Après mon billet du mois dernier dédié à des albums, ce mois-ci je vous propose des romans. J’ai sélectionné parmi mes dernières lectures des textes divers et touchants, pour les enfants, les ados, les adultes.
Je ne crois pas l’avoir déjà dit ici, mais je lis en priorité des textes écrits par des femmes car j’en ai marre des personnages féminins mal écrits. Du coup, voici quatre romans écrit par quatre femmes, trois françaises et une sud-coréenne.

Ma mère s’écrit avec une petite étoile
Issu de la collection Petite Poche de Thierry Magnier, ce roman de Kochka est court. Très court. On pourrait le classer dans les nouvelles, mais la structure, la langue et l’histoire regroupent tous les éléments d’un bon roman.
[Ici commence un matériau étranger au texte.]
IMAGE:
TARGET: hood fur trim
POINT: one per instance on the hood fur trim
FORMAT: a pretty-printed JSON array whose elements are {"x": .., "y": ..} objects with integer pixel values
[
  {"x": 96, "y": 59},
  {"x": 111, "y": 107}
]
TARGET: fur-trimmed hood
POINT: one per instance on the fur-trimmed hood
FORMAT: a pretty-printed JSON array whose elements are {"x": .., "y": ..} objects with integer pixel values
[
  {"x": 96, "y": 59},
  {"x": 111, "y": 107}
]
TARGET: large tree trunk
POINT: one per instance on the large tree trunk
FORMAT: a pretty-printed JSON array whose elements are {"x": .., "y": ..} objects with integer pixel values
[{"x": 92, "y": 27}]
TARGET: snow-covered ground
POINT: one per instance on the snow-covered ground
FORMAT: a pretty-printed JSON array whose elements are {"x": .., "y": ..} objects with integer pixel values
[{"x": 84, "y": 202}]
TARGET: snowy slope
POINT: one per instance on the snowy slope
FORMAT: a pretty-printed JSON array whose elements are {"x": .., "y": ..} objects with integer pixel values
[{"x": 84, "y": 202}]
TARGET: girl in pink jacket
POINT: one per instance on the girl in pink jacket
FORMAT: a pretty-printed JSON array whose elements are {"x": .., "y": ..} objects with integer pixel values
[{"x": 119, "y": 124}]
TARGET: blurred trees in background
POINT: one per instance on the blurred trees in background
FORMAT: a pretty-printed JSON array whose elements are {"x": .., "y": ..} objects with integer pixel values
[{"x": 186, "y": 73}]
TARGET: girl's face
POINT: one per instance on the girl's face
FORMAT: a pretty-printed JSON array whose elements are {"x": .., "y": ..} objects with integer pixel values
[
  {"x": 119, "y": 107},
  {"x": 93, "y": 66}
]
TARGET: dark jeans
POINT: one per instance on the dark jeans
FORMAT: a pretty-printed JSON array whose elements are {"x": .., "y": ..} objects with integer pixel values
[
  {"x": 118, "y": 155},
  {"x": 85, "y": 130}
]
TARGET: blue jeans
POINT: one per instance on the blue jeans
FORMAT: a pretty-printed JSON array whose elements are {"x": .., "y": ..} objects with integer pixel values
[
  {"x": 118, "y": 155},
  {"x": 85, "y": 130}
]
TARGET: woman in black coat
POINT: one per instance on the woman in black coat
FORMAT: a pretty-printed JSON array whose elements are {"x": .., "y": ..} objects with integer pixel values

La narratrice, une petite fille, raconte sa mère, son voyage jusqu’en France, sa rencontre avec celui qui est son père et surtout, surtout, son amour pour sa fille. Chaque mot montre l’amour de cette fille-narratrice pour sa mère.
C’est mon titre préféré de cette collection, même si plusieurs autres sont tout aussi touchants. Je vous conseille également Ils arrivent d’Eric Pessan. C’est également sur l’obligation de partir de chez soi, à travers le regard d’un enfant qui entend la colère des adultes qui ne cessent de répéter « ils arrivent » sans jamais dire qui est « ils ».
Attention, petit format mais grande histoire, cela cible plutôt les enfants prêts à aborder des sujets de société, donc à partir du CM1, mais c’est utilisable au collège.
Ma mère s’écrit avec une petite étoile – Kochka
Le grand magasin des rêves
Je pense que ce n’est que la 2e ou 3e fois que je lis un roman d’un auteur ou d’une autrice coréenne. Si des aspects de cette culture transparaît ici et là, c’est surtout un roman qui veut avoir une portée universelle.
Penny vient d’être recrutée au Grand Magasin des Rêves, un centre commercial situé dans un monde spécifique (mais dont on ne sait rien) : celui où l’on se rend quand on commence à s’endormir. Elle conseille les clients pour leur permettre de faire des rêves qui les aideront à leur réveil.
J’ai beaucoup aimé l’écriture et même l’idée de chercher le meilleur rêve pour certains. Il est question des cauchemars, des rêves des animaux, des rêves prémonitoires et même du fait de voir dans nos rêves une personne décédée. Je trouve juste dommage que le tout soit dans un centre commercial, que ce soit quelque chose de marchand avec ici et là des références aux performances à faire et au bien-être de l’entreprise.
Mais dans l’ensemble c’était une belle lecture que je conseille !
Saviez-vous que dans nos supports clé en main, il y a un fichier d’activités sur la Corée du Sud pour les maternelles ? C’est l’occasion d’embarquer toute la famille pour la même direction, même si nous ne garantissons pas que les fiches en question vous laissent suffisamment de temps pour lire tout le roman !
Le Grand Magasin des rêves – Mi-ye Lee
L’engrange-temps
Ce roman français pour ado est une série en deux tomes dont l’écriture est bien maîtrisée et l’héroïne attachante.
Sophie est une horlogère un peu spéciale dans un monde où la magie existe. Elle peut communiquer avec les horloges qui, parfois, peuvent faire plus qu’espionner les discussions dans la pièce. C’est ainsi qu’elle se retrouve coincée dans le passé, à faire face à un complot royal.
Je n’en dis pas trop pour vous laisser le plaisir de découvrir l’histoire. Il va y avoir un soupçon de romance, mais l’essentiel est dans l’action. L’ensemble est bien rythmé avec une structure qui ne permet pas d’anticiper la suite. On évite l’impression d’une histoire déjà lu des dizaines de fois.
Gros point positif : le tome 2 commence par un résumé du tome 1.
L’engrange-temps – Nell Pfeiffer
Païerali
Ce dernier roman est aussi écrit par une autrice française, dans un autre style, cette fois-ci en young adult (donc à lire à partir de 15 ans pour en profiter pleinement).
Sofia est en première année à la fac et elle décide de s’inscrire à la boxe. L’ensemble est très « vie quotidienne », mais pas n’importe laquelle car Sofia porte le foulard. Elle rencontre Ewen, breton, boxeur, et surtout fraîchement converti. Si le jeune homme est un livre à ciel ouvert (on comprend vite d’où il vient même s’il y a un twist final très intéressant), Sofia est un personnage intriguant, une jeune femme forte qu’on a envie d’épauler.
Par certains aspects, j’ai trouvé que c’était un bon livre à offrir à des lycéennes qui pourraient s’inquiéter de la réalité de la vie à la fac. Pour le reste, je me dis que n’importe qui peu le lire tant qu’on aime s’attacher aux personnages.